Garlic has historically been used to treat a wide range of health problems
People in the ancient era weren’t just growing garlic to eat. In fact, in some cultures, it was more likely grown more as a medicine than as anything else! Folk medicine in Greece, Rome, China, Japan, and Egypt attributed many healing properties to this smelly plant. It was used to treat arthritis, persistent coughs, insect and snake bites, parasites, and even as an antibiotic.
You can make glue from garlic
While these days, you might only turn to garlic glue when all other options have come up short, it was historically used as a glue of choice for certain artisans dating as far back as the 13th century.
Garlic glue is perfect for fine, delicate work such as gilding, as in attaching gold or silver leaf to objects. It’s not quite as strong as super glue, but it’s a good option if you apply anything to paper, leather, or glass.
People have been using garlic for at least 4,000 years
The earliest archaeological records of garlic date back to about 4,000 years ago in Mesopotamia.

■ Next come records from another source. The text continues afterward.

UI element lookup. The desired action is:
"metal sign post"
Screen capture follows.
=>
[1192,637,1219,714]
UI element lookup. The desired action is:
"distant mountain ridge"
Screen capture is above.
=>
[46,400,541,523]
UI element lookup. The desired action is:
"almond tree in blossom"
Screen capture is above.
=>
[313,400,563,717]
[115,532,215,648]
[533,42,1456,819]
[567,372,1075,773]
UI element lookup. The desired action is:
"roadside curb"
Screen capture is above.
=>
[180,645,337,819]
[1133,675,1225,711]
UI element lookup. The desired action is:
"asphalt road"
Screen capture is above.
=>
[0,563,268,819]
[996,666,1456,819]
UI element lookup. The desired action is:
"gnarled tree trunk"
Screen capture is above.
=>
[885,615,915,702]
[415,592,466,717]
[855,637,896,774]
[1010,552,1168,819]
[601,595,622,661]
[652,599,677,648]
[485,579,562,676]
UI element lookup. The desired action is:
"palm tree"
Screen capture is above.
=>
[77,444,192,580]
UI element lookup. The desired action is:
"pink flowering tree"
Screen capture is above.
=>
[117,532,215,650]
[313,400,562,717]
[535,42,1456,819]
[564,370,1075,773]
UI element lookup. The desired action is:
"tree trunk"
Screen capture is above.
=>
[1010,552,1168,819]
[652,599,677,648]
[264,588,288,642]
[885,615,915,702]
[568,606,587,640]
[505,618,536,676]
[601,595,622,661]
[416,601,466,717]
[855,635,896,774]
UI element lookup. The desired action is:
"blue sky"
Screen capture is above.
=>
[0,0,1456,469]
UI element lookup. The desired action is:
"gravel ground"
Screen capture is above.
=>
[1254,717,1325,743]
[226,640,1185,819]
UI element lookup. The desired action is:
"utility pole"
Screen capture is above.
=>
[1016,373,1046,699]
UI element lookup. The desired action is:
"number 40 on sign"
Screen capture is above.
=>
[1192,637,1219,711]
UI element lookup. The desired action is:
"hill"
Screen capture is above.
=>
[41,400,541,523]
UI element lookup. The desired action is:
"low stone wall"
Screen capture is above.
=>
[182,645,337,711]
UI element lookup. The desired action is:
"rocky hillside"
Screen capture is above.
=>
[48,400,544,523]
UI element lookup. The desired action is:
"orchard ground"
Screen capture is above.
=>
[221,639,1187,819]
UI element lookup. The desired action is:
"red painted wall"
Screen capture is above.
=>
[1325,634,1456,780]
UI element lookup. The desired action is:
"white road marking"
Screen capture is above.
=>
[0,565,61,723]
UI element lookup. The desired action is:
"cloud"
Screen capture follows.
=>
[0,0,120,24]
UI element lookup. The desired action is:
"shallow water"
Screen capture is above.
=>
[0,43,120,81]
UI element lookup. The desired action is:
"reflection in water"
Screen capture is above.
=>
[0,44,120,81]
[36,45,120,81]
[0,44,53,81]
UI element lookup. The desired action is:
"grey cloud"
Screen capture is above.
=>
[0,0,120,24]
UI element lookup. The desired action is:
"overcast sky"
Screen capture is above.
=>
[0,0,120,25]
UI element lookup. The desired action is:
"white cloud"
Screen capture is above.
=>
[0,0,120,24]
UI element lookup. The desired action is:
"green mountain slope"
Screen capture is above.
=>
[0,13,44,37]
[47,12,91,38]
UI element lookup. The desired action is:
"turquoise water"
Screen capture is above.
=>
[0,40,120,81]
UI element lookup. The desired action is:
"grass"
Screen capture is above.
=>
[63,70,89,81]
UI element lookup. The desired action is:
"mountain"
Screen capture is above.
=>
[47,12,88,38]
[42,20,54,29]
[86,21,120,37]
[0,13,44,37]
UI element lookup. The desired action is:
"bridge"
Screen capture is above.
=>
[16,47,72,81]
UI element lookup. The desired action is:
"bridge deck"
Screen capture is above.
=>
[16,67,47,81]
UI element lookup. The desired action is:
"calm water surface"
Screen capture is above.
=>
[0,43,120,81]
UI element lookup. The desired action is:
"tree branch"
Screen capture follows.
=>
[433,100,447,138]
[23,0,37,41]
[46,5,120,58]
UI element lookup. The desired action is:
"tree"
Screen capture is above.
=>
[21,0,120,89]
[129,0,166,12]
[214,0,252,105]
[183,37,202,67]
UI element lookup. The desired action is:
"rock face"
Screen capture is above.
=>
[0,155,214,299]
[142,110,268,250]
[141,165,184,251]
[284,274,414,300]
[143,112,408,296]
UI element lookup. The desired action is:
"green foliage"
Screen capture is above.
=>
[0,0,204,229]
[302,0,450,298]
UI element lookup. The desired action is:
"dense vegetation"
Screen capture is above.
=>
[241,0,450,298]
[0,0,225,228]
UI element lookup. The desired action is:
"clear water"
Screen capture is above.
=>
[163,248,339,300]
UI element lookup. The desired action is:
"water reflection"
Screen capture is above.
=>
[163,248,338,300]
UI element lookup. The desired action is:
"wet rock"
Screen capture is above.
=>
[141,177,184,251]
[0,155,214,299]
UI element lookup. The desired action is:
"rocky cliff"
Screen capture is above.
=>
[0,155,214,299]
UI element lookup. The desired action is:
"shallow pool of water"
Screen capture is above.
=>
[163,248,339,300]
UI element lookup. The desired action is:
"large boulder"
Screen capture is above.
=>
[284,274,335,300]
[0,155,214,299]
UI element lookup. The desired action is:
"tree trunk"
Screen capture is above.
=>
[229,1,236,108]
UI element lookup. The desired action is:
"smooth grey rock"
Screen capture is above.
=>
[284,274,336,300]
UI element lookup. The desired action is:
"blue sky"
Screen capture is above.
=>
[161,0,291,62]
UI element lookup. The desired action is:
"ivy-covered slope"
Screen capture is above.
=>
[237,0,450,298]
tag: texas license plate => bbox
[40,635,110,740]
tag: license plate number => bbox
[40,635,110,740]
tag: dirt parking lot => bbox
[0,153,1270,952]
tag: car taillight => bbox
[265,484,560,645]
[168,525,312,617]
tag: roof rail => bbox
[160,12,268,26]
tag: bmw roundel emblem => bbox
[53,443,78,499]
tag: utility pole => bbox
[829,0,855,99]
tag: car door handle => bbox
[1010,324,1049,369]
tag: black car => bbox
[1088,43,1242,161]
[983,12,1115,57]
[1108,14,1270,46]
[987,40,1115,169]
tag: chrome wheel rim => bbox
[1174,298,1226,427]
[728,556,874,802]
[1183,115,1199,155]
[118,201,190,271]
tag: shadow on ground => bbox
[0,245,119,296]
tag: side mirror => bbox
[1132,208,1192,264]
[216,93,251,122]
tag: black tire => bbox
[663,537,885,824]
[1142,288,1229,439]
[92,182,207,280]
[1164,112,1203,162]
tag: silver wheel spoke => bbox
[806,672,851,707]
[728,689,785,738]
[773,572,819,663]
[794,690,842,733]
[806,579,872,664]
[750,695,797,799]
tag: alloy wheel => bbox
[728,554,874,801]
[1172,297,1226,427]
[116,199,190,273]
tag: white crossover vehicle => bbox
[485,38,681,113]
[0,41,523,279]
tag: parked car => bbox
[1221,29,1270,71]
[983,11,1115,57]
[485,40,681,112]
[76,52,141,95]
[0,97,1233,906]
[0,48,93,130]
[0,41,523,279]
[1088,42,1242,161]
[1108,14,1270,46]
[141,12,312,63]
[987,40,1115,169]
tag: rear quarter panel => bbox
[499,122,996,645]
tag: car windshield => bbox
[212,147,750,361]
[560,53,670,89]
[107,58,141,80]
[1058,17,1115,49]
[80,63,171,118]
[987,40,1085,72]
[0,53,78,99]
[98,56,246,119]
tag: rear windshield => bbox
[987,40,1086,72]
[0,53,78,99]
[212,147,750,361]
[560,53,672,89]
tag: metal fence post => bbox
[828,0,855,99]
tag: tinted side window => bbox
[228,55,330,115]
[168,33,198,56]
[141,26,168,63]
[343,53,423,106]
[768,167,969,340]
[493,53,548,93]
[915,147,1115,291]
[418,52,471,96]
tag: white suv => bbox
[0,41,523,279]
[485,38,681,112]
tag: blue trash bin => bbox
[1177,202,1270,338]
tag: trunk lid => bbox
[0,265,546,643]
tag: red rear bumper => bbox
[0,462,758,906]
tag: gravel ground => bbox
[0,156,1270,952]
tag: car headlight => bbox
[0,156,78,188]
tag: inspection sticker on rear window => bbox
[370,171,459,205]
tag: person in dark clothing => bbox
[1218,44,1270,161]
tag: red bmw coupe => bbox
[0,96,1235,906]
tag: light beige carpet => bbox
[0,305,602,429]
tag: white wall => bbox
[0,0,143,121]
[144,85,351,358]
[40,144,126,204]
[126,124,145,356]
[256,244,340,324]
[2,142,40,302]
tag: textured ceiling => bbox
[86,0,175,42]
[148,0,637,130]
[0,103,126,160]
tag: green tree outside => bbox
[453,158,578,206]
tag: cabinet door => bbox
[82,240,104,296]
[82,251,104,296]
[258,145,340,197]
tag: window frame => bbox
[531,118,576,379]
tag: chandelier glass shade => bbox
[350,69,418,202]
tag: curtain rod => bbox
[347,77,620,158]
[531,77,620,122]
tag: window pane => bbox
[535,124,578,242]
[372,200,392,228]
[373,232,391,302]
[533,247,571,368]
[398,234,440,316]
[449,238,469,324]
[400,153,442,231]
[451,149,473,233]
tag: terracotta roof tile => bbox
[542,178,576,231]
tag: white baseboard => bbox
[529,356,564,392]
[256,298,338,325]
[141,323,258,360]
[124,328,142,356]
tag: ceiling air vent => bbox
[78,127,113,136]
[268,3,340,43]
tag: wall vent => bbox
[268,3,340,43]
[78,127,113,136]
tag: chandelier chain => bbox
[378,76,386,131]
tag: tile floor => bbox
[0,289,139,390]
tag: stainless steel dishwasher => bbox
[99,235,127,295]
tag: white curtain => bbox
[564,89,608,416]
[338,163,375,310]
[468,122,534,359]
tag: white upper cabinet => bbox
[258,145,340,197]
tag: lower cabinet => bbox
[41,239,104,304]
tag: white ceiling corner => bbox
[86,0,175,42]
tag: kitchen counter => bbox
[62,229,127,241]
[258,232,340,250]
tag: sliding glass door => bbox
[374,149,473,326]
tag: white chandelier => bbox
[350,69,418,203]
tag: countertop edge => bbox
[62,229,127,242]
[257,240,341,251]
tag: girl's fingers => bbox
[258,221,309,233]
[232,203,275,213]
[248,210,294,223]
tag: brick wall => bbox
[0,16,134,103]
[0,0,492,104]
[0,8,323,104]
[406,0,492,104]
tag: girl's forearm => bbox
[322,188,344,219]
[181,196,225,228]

Records of garlic also go back at least a few thousand years in Egypt and China, with preserved garlic found in the tombs of Egyptian pharaohs. It’s also been historically consumed by ancient Greeks and Romans of all classes.
The easiest way to avoid the smell of garlic is to eat more of it
As avid garlic fans, we find it difficult to sympathize with those who complain about its odor. We will, however, divulge a little secret. If you eat garlic regularly, you’re far less likely to notice the smell of it. You might have to make a pact with your family and close friends to all do the same, or you’ll just pass the problem onto someone else.
China produces 80% of the world’s garlic
This almost makes sense when you consider how significant garlic has been for China for thousands of years. Still, 80% – 25.4 million tons – is a wildly large number! What’s even more insane is that this number would be far higher if the US and the EU didn’t heavily tax Chinese garlic to give local garlic farmers a chance at the market.
Garlic can be used as a natural pesticide and fungicide
You don’t have to use garlic cloves, as the entire plant can be used. There are a few different ways to prepare a garlic-based pesticide, but they all involve smashing up some garlic, mixing it with a few drops of soap, and letting it sit in water for a while. The results are highly potent, with just a little bit of garlic going a long way!
Garlic has miraculous cold prevention properties
Garlic supplements have been proven time and time again to boost your immune system significantly, so don’t be afraid to be a little more heavy-handed with garlic in winter. One study, in particular, showed that participants who took garlic supplements were 70% less likely to catch a cold, reducing the length of the cold by up to 70%.